Ballet West kicked off its season with a grand gala - "Swan Lake" - Friday night.
If ballet subscribers had any doubts about artistic director Jonas Kage's appreciation for the classics, they were dashed to pieces during the first few seconds of the performance.Kage has a progressive mind, as displayed by presenting last season's "In and Out," a performance that left many classics lovers wondering what was in store for Ballet West in the upcoming years.
But this version of "Swan Lake" was mostly choreographed by Kage, except for the Act II Spanish segment by Ramond Van Mason.
And it has everything the classics lover, well, loves. There's the famous and rich Tchaikovsky score; the majestic costumes and the massive sets, especially the castle ballroom scene which showcased pillars and candlebras.
But, of course, those scenes would only be mere eye candy if it weren't for the technically clean dancing.
The opening-night jitters were minimal as Maggie Wright took on the dual role of Odette/Odile (the good and evil swans). Wright's renditions of both characters were danced with sharp precision and emotion. However, unlike many Odettes in the past, Wright's version was more assertive and less helpless, although her reluctant exit during Act II was one to die for.
Her Odile wasn't as malicious as others, either. Odile, here, was more seductive and cunning. And when she took center stage during the ballroom scene, the 30 pirouhettes capped the show.
As for the troubled (can we say "moody"?) Prince Seigfreid - danced by a strong and emotional Tong Wang - he became more than just a display pillar for Wright as he embodied the forlorn and love-searching character.

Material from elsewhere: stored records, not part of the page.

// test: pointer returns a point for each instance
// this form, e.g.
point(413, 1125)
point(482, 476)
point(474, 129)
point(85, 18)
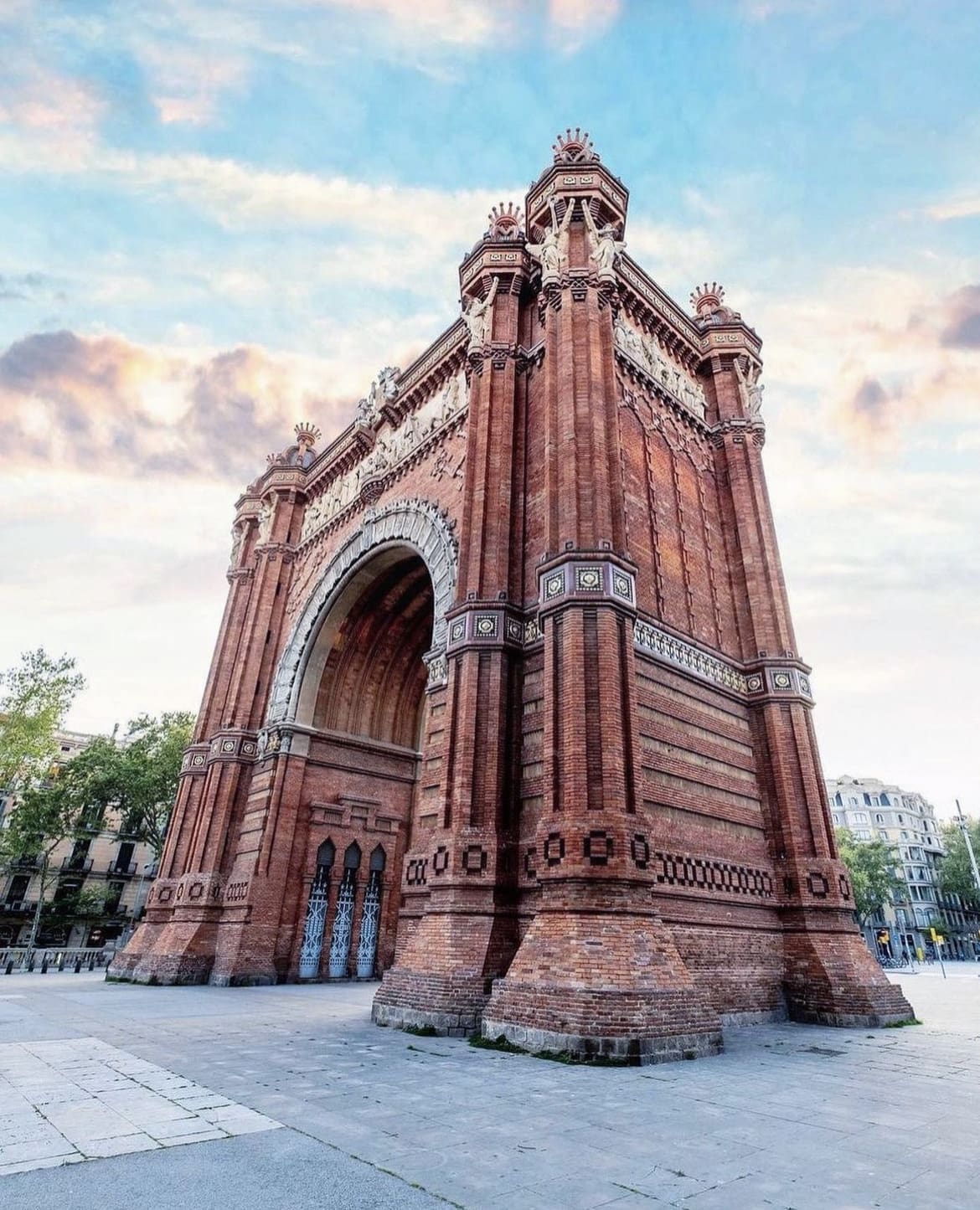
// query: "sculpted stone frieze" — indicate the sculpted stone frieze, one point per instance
point(644, 351)
point(392, 445)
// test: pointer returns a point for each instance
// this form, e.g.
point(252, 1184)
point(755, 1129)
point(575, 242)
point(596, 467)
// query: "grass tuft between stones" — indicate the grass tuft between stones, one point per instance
point(565, 1057)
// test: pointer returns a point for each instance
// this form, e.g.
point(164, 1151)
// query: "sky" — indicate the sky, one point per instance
point(220, 219)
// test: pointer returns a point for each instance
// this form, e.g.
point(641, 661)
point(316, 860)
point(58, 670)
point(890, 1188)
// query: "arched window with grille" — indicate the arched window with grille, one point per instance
point(340, 940)
point(316, 913)
point(370, 915)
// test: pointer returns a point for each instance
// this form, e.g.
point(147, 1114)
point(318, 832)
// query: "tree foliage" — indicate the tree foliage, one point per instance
point(37, 695)
point(871, 867)
point(137, 780)
point(956, 874)
point(147, 771)
point(48, 813)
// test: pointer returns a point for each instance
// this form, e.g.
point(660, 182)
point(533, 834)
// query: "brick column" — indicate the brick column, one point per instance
point(468, 930)
point(596, 971)
point(830, 976)
point(187, 910)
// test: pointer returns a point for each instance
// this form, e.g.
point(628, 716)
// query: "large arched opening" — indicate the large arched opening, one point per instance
point(367, 661)
point(359, 713)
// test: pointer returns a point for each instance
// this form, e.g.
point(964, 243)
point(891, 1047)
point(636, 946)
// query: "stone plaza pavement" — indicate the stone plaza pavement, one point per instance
point(288, 1096)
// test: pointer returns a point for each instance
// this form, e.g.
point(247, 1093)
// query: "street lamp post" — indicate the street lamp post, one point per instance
point(964, 828)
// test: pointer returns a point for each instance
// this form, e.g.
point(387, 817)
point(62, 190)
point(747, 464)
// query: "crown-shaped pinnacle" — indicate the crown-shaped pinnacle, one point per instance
point(574, 147)
point(707, 298)
point(307, 434)
point(506, 223)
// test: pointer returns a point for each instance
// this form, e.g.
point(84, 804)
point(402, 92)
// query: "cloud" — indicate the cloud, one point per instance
point(962, 326)
point(574, 23)
point(189, 80)
point(106, 405)
point(452, 22)
point(966, 206)
point(870, 399)
point(45, 103)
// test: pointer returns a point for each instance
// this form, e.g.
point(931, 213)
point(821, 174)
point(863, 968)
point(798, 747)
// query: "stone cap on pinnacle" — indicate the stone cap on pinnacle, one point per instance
point(708, 302)
point(575, 148)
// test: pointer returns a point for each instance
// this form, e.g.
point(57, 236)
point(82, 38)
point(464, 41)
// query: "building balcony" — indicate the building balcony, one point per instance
point(121, 870)
point(76, 865)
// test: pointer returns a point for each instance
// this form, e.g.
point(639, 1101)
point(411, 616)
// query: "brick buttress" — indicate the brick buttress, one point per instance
point(506, 708)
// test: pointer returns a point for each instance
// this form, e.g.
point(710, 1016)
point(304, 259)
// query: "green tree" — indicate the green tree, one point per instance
point(956, 874)
point(871, 867)
point(46, 815)
point(37, 695)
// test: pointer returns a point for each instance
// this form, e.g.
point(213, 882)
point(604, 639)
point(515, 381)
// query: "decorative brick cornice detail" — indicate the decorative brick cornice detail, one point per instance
point(195, 760)
point(779, 679)
point(199, 891)
point(437, 669)
point(356, 815)
point(420, 525)
point(740, 431)
point(233, 745)
point(661, 644)
point(485, 625)
point(764, 679)
point(580, 577)
point(667, 310)
point(704, 874)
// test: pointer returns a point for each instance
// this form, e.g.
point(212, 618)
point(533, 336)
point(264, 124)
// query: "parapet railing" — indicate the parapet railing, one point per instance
point(23, 960)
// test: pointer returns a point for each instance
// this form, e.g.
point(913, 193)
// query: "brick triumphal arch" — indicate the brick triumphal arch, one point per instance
point(506, 704)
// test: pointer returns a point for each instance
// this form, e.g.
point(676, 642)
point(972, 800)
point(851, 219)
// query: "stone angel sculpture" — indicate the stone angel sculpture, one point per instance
point(604, 247)
point(553, 250)
point(749, 388)
point(479, 318)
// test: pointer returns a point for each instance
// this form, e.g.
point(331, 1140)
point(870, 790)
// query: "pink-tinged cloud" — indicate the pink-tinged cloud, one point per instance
point(40, 100)
point(104, 405)
point(962, 320)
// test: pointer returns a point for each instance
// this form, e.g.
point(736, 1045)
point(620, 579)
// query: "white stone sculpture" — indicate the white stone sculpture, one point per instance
point(237, 538)
point(479, 318)
point(553, 250)
point(266, 519)
point(604, 247)
point(749, 388)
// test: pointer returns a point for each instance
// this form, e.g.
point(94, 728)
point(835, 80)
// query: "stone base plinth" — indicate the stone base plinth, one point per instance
point(451, 1006)
point(603, 981)
point(177, 952)
point(833, 979)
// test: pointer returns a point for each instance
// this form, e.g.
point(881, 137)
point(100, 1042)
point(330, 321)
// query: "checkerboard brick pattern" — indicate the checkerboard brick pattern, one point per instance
point(506, 703)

His leaps were strong, as were his variations, but there were times when he moodily entered the scene and looked as if he was pouting.
Jiang Qi's jester was a crowd pleaser. His big facial expressions and acrobatic movements served as the evening's humor relief.

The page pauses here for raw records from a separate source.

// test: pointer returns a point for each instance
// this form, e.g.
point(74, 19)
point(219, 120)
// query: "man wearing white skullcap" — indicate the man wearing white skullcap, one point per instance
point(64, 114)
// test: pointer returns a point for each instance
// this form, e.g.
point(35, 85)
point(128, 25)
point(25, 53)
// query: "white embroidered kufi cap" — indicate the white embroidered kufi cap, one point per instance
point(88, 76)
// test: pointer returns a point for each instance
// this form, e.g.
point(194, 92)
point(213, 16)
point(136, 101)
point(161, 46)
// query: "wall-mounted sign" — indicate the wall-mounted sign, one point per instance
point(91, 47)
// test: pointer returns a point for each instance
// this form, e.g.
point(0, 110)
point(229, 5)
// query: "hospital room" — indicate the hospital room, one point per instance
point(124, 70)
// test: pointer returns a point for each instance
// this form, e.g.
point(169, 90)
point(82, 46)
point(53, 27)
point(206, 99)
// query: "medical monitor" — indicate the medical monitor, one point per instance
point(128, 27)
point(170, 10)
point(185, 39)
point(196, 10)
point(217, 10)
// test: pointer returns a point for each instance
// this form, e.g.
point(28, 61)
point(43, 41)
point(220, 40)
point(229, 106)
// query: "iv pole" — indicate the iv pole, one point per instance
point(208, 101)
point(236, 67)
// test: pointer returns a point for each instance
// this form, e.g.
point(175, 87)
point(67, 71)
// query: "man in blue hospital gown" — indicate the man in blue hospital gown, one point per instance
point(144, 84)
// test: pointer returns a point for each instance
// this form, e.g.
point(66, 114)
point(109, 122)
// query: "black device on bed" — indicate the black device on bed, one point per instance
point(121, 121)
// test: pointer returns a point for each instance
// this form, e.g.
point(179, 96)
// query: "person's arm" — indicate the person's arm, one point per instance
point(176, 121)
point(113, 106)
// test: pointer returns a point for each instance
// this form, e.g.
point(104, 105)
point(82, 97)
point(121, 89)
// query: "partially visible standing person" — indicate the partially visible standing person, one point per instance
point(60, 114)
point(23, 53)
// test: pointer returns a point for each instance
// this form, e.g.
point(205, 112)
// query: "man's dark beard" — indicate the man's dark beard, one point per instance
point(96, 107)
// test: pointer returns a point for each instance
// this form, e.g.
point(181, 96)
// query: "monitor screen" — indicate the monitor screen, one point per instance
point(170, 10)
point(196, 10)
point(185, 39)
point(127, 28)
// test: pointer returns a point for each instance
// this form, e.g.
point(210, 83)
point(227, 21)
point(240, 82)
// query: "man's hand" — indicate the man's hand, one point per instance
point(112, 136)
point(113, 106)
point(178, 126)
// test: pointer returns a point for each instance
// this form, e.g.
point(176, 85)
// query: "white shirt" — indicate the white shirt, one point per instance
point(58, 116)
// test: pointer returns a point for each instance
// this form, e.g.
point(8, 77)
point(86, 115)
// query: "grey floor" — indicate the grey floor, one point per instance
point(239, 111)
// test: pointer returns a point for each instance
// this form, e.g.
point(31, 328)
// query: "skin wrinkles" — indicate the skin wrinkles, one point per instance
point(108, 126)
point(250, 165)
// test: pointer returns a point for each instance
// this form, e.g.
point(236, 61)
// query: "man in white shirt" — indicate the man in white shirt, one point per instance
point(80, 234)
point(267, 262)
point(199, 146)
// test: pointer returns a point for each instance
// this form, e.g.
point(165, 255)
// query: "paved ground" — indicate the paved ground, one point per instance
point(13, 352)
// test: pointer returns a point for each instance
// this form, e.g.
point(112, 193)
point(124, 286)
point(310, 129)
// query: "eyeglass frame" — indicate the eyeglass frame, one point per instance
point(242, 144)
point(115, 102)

While there were some shuffling starts on part of the dance corps, the company was usually right on, which has been something they've struggled with in the past.
Lines were straight and difficult steps were well-timed and together.
The dynamic music - heart-pounding, passionate and, at times, delicate, only added to the sense-pleasing mix. And when the ill-fated final conflict between good and evil exploded on stage, the audience made audible gasps and gave the performance a teary standing ovation.
The technical expertise of Ballet West members, especially Wright and Wang, not only complemented each other and the company, but proved Jonas Kage is the right man to take the company into the future.